Eventualmente, a empresa proporcionou um curso
de especialização para os funcionários no qual, por coincidência, tanto ela
como ele eram participantes. Então, tiveram oportunidade de se conhecerem
melhor, de se relacionarem socialmente. Ela, embora se sentisse atraída,
manteve posição, não abrindo espaço para uma maior aproximação. Ele entretanto,
sentindo-se atraído também, a procurou e criou oportunidades para se conhecerem
melhor, para se relacionarem fora do ambiente de trabalho.

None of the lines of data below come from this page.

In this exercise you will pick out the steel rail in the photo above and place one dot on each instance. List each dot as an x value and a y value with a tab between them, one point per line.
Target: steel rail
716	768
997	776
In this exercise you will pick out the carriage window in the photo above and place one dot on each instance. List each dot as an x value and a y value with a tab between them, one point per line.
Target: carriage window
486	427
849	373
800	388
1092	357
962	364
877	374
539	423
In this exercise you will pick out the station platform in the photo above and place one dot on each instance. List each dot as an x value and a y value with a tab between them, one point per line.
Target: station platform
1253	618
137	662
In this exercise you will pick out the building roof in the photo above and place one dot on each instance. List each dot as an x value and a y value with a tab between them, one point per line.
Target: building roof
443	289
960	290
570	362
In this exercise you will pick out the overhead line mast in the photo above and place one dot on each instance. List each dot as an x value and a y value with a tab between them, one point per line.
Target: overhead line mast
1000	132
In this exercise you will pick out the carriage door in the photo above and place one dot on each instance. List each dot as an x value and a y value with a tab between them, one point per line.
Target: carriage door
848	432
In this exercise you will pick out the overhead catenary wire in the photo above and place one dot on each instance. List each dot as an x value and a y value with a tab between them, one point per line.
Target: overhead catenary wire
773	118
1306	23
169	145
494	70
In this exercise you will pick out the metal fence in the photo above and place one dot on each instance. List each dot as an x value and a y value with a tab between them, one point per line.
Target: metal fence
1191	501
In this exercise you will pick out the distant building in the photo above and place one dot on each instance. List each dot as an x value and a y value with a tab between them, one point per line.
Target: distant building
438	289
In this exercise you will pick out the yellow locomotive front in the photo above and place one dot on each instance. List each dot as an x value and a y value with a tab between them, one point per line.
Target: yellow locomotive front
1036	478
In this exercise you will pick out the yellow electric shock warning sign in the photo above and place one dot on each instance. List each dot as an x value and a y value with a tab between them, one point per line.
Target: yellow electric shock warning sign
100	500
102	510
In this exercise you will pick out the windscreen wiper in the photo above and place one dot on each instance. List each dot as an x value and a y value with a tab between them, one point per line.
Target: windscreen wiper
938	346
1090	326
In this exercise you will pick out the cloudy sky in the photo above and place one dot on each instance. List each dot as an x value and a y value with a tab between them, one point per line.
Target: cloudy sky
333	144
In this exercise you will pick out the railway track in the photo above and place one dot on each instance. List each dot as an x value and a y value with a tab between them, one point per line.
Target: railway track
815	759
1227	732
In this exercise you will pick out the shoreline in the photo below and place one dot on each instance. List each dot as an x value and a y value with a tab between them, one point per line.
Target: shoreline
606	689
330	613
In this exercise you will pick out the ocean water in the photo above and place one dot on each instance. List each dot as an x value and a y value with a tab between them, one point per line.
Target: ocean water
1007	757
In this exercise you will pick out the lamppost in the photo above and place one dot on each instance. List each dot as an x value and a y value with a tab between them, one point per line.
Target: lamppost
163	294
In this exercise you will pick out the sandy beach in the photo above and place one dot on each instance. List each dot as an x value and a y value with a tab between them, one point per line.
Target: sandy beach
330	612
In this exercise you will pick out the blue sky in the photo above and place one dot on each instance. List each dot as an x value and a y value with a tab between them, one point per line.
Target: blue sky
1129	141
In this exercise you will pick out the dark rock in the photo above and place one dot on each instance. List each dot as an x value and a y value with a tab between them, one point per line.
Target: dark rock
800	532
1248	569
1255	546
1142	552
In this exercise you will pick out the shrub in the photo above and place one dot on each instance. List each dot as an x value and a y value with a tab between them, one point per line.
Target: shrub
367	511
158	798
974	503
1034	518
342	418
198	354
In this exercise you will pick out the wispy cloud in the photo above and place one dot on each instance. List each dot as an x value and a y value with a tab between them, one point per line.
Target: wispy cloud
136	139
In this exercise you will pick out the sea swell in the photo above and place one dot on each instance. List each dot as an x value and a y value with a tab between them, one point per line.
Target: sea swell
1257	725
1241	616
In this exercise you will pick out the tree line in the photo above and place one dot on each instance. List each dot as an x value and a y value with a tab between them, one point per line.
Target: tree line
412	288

Ela, sentindo-se
lisonjeada, aceitou.
Peter era alguém que chamava atenção
pela sua boa aparência, modo correto de se vestir, posição, simpatia. Pouco a pouco foi conquistando o coração da
Luisa. Ela foi conhecendo seus amigos, e
ele também os dela. Convidado, foi à
casa dela onde conheceu sua filha de 6 anos. Ele, embora não tivesse filhos,
adorava crianças, e não teve dificuldade nenhuma em conquistar, ser aceito por
aquele serzinho.
Encontravam-se umas duas vezes por
semana, e nos fins de semana. Em uma
ocasião tiraram alguns dias de férias e foram para uma pousado litorânea. Ainda
sem cumprir os dias programados para ficarem na pousada, ela começou a sentir
fortes dores no abdômen. Resolveram voltar para levantar a causa dessas dores
com um especialista, e realizar o procedimento médico que fosse indicado. Ele a
acompanhou e ficou com ela durante cerca de uma semana – o tempo que ela teve que ficar internada no hospital.
Acabou não sendo nada grave, mas aquela foi uma prova de interesse genuíno que
acabou por conquistar o coração de Luisa.
Algum tempo depois, de comum acordo,
ela se mudou para o apartamento dele. Estava indo tudo bem, até que ela passou a perceber que, talvez por traços culturais de origem,
ele havia sido e era muito próximo de outras mulheres. Ela ficou indignada por
ele não ter dito nada a ela dos relacionamentos anteriores, principalmente porque,
algumas daqueles mulheres do passado dele eram suas conhecidas. Peter,
racionalizou dizendo que não havia dito nada por falta de oportunidade, mesmo
porque, eram relações vencidas. Quanto aos contatos mais recentes, considerava natural, tanto que contava para
ela – fomos almoçar juntos; no passado namorei
fulana de tal que por coincidência encontrei ontem a noite;... Isso era
de tal forma contra a sua natureza que, por mais que quisesse entender, não
conseguia, não aceitava.
A coisa continuou até que ela acabou
por concluir que não poderia jogar todas as suas fichas nesse relacionamento,
para não se decepcionar muito mais, lá na frente. Colocou a situação para ele que entendeu seus
motivos, e resolveram que o melhor nesse caso, era que cada um seguisse o seu
caminho. Oportunamente ele recebeu uma oferta para voltar para a matriz no
exterior e, por conta da situação, aceitou.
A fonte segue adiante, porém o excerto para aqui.